The Dalai Lama, the leader of Tibetan Buddhism, has been in town or near it during our whole expedition. Thursday morning he gave a public speech, a sermon really, in Leh so some of us went to hear what he had to say. By the way, in the USA a lot of us have been pronouncing his title wrong. He’s not the “dolly” lama, he is the “da-LIE” lama.
Needless to say there was a big traffic jam on the way. We should have started much earlier. But the traffic never quite stopped moving, our driver was skillful, and in the end we were only half an hour late. In India, that’s nothing.
The Dalai Lama’s speech lasted for hours. This was partly because he spoke in his native Tibetan, with simultaneous translation into English for the benefit of us foreigners, who had our own seating area close to the stage. But after each major section of his talk, it would be read a second time in the local Ladakhi language, which is related to Tibetan but different enough to merit a re-reading. So we snoozed through these parts. We were sitting on a canvas tarp in the hot sun. The binoculars I brought allowed us to watch him as though he was right there. He smiles a lot, and cracked some jokes. The crowd was the most orderly gathering of people I have ever seen.
What did he say? I took some notes but they are necessarily fragmentary. Here they are; the errors and omissions are mine, not the Dalai Lama’s:
The Buddha overcame his own suffering. Get rid of negative emotions. Buddha-hood is a state where your mind is free. Become a Buddha to benefit all sentient beings. It doesn’t come to you merely through prayer. He talks about happiness. He tells the story of Siddhartha Gautama; an Indian prince who discovered birth, aging, sickness and death once he left his privileged home. Siddhartha Gautama lead an ascetic life for years, then became enlightened in the forest. He found a nectar-like principle: compassion and love. Four noble truths. Suffering must be known (but there’s nothing to be known.) The origin of suffering must be rooted out. Impermanence, emptiness, selflessness, mindfulness. He says “I am speaking from scripture, but also from my own experience.” He talks about the Buddha’s disciples. He talks about some “sutras” (holy books). He talks about the spread of the Buddha’s teachings into China, Japan, Vietnam, etc. He talks about the transmission of texts to these cultures. It’s partly a history lesson.

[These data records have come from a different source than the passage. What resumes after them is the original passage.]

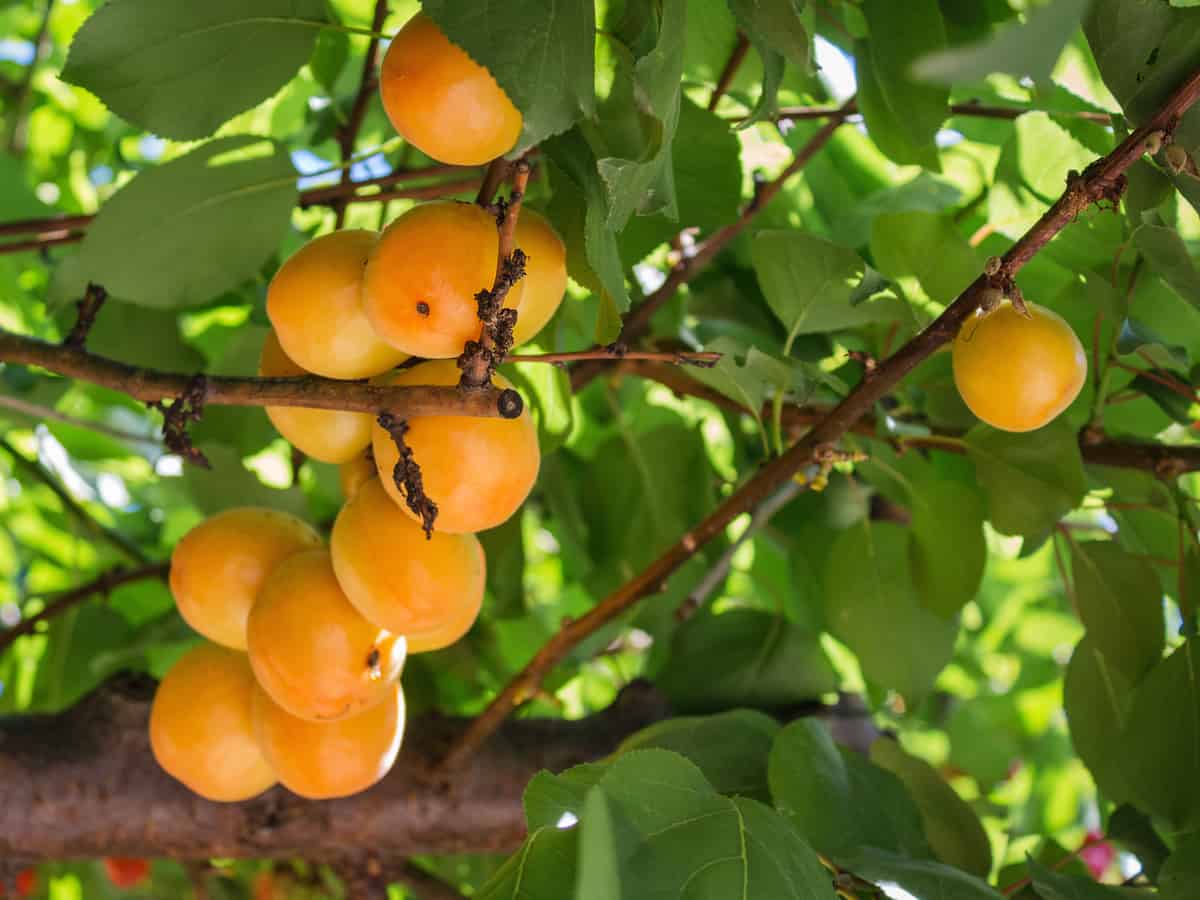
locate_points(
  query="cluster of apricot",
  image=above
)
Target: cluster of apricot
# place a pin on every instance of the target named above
(298, 682)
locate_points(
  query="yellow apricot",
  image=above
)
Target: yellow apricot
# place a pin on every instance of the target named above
(219, 567)
(478, 471)
(202, 731)
(327, 760)
(315, 303)
(545, 280)
(327, 435)
(1018, 373)
(429, 591)
(355, 473)
(421, 279)
(442, 101)
(312, 651)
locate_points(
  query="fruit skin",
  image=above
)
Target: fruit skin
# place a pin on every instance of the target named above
(325, 760)
(420, 282)
(311, 651)
(430, 591)
(545, 280)
(327, 435)
(219, 567)
(355, 473)
(1018, 373)
(202, 731)
(126, 873)
(315, 301)
(478, 471)
(442, 101)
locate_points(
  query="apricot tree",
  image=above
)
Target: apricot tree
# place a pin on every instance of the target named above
(603, 450)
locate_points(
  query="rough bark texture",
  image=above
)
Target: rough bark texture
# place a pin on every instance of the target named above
(84, 784)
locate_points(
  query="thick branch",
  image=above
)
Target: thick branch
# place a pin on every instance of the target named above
(1102, 180)
(151, 385)
(61, 603)
(639, 319)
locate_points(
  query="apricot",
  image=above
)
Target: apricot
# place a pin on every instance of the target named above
(311, 651)
(325, 760)
(327, 435)
(1018, 373)
(545, 280)
(202, 731)
(478, 471)
(355, 473)
(442, 101)
(219, 567)
(421, 279)
(429, 591)
(126, 873)
(315, 301)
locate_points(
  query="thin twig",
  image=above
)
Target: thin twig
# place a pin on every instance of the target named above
(72, 507)
(1102, 180)
(150, 385)
(639, 319)
(731, 69)
(348, 132)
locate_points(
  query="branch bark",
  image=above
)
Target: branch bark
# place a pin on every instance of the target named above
(1103, 179)
(151, 385)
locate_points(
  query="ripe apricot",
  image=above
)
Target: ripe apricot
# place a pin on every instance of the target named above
(429, 591)
(545, 280)
(442, 101)
(311, 651)
(126, 873)
(327, 435)
(355, 473)
(421, 279)
(219, 567)
(478, 471)
(1018, 373)
(202, 731)
(328, 760)
(315, 303)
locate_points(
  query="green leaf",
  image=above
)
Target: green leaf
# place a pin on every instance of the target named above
(543, 55)
(538, 870)
(1162, 739)
(953, 829)
(785, 27)
(1096, 699)
(744, 658)
(580, 209)
(809, 283)
(873, 606)
(919, 877)
(730, 748)
(903, 115)
(1057, 886)
(1027, 49)
(1031, 479)
(184, 233)
(1181, 874)
(838, 799)
(643, 183)
(180, 69)
(948, 546)
(925, 246)
(1120, 604)
(1167, 255)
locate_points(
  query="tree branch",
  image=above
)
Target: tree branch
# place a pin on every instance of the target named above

Then he takes questions from the crowd. The first one was “how do we know we all have the Buddha nature?” The Dalai Lama’s answer to this is long and involved and invokes some scripture. We leave before all the questions have been answered, because we have a meeting to prepare for with some school children from the Rangdum Valley Middle School. They have driven for two days to see the Dalai Lama (and to meet us.)